I wish that Mr King would take a leap into the dark — the real dark: not the dark of fantasy and imagination, but the dark of language — and although he would run the risk of massive failure (something which has never happened to him), he might also in the process add to his considerable powers of observation and description. The plot of The Needle, for example, is carefully and cleverly developed but it is just a little too neat: the narrative gets into its stride, with Lorna injecting her brother with insulin, the mystery of Bob's secret life deepens with a number of suggestive scenes and situations (the discovery of sweet papers in Bob's car turns out to be a particularly neat albeit bizarre touch), and eventually the sister falls with her brother, and the novel ends with her being injected in turn by Matty. It is all very intriguing, very well told, very plausible, and I admire the way in which he manipulates his narrative; but, it may be that Mr King is putting his points too well, and manipulating too cleverly. The darkness within should become visible on the surface, too.
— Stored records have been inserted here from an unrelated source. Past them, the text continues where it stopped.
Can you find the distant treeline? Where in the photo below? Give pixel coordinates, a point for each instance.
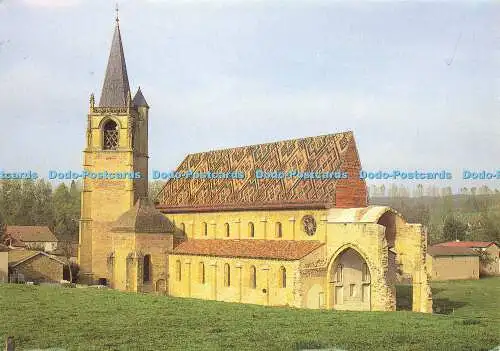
(472, 215)
(451, 217)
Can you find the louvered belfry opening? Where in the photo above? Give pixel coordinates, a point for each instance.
(110, 135)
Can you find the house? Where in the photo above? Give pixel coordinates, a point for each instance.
(35, 266)
(4, 264)
(448, 263)
(489, 263)
(31, 237)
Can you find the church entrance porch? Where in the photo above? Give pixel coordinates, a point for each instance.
(350, 283)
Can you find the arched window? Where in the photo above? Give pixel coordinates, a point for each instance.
(178, 270)
(253, 277)
(201, 272)
(282, 277)
(146, 269)
(110, 135)
(251, 230)
(365, 273)
(227, 275)
(279, 232)
(339, 276)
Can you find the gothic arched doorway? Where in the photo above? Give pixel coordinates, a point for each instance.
(350, 282)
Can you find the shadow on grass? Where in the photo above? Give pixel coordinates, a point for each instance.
(446, 306)
(436, 291)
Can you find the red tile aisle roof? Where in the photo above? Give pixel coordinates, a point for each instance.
(272, 249)
(438, 250)
(469, 244)
(31, 233)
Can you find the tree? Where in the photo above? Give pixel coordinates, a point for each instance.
(454, 229)
(43, 209)
(2, 229)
Mr Hines is a novelist who has decided not to be formal or artful at all. Last week, I was considering the innocent novel of Tom Hart, but artlessness can take many forms, The Gamekeeper pays that same, close attention to local detail and natural rhythms, but the particular social density of the book is not innocent and it is not undesigned. In the same breath as journalists try to rise above themselves by expounding what used to be known as the 'New Journalism', so Mr Hines — and a few others with the same motive — attempt to keep the fictional elements in their novels to a minimum. The Gamekeeper is, in this context, as close to a documentary record of a gamekeeper's life as anyone is ever likely to need. George Purse works on a ducal estate: he feeds his pheasants, he takes them to their laying pen, he has his window frame fixed, he goes rabbiting with a ferret called Sam, he incubates the pheasant eggs, he kills some birds of prey, he goes for a drink, he lets the young pheasants loose, he catches a poacher, he becomes a loader for a Gun at a grouse shoot, he does similar things on a pheasant shoot. Meanwhile, this year's birds are growing for the kill. End of story.
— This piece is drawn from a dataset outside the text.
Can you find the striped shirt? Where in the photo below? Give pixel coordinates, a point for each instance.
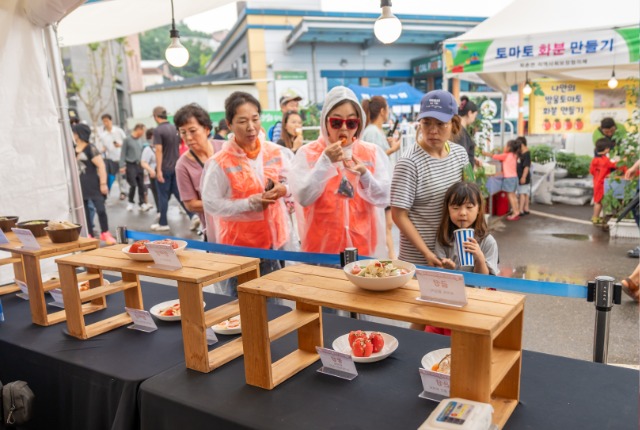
(419, 185)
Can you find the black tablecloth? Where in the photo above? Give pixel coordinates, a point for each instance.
(91, 384)
(556, 393)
To tell it, Mr Hines uses a transparent style, with a willed atttention to simple objects and natural things, and a refusal to inveigle the reader with those ornaments of style like conceit, metaphor, image and metonymy which make our hearts thump with emotion. unfortunately, this means that Such other devices as character, dialogue and plot remain at a solid and rudimentary level. This puritanical obsession with prose as a purely reportorial and mimetic force is a somewhat unique one, but at this late date it has a certain power and a certain significance. The natural cycle becomes part of the plot of the book, and the details of daily life take on an unusual significance. The Gamekeeper is, in this sense, a political novel; the concentration upon daily, simple and natural things turns it into a polemic against all which is not natural, and not simple. Industry,

for example, and the judicial system take some hard knocks in passing but, principally, it is the aristocratic life — the justification of the gamekeeper's role and the context of the book — which is damned with no praise. The simplicity and the directness of the prose, the description of the wholesale laughter of animal life at the shoot, make a more powerful statement than any ordinary polemic. But it is at the same time an ambiguous book, because there is an implicit acceptance of cruelty and inequality on a natural scale (for example, George Purse's killing of small birds of prey), and I would have thought that the hunt and the aristocratic order are just as natural as the graduations and depredations of 'wild life'. But a book written so artlessly cannot, in the nature of itself, make such distinctions and a direct, simple book must leave larger matters ambiguous and unresolved.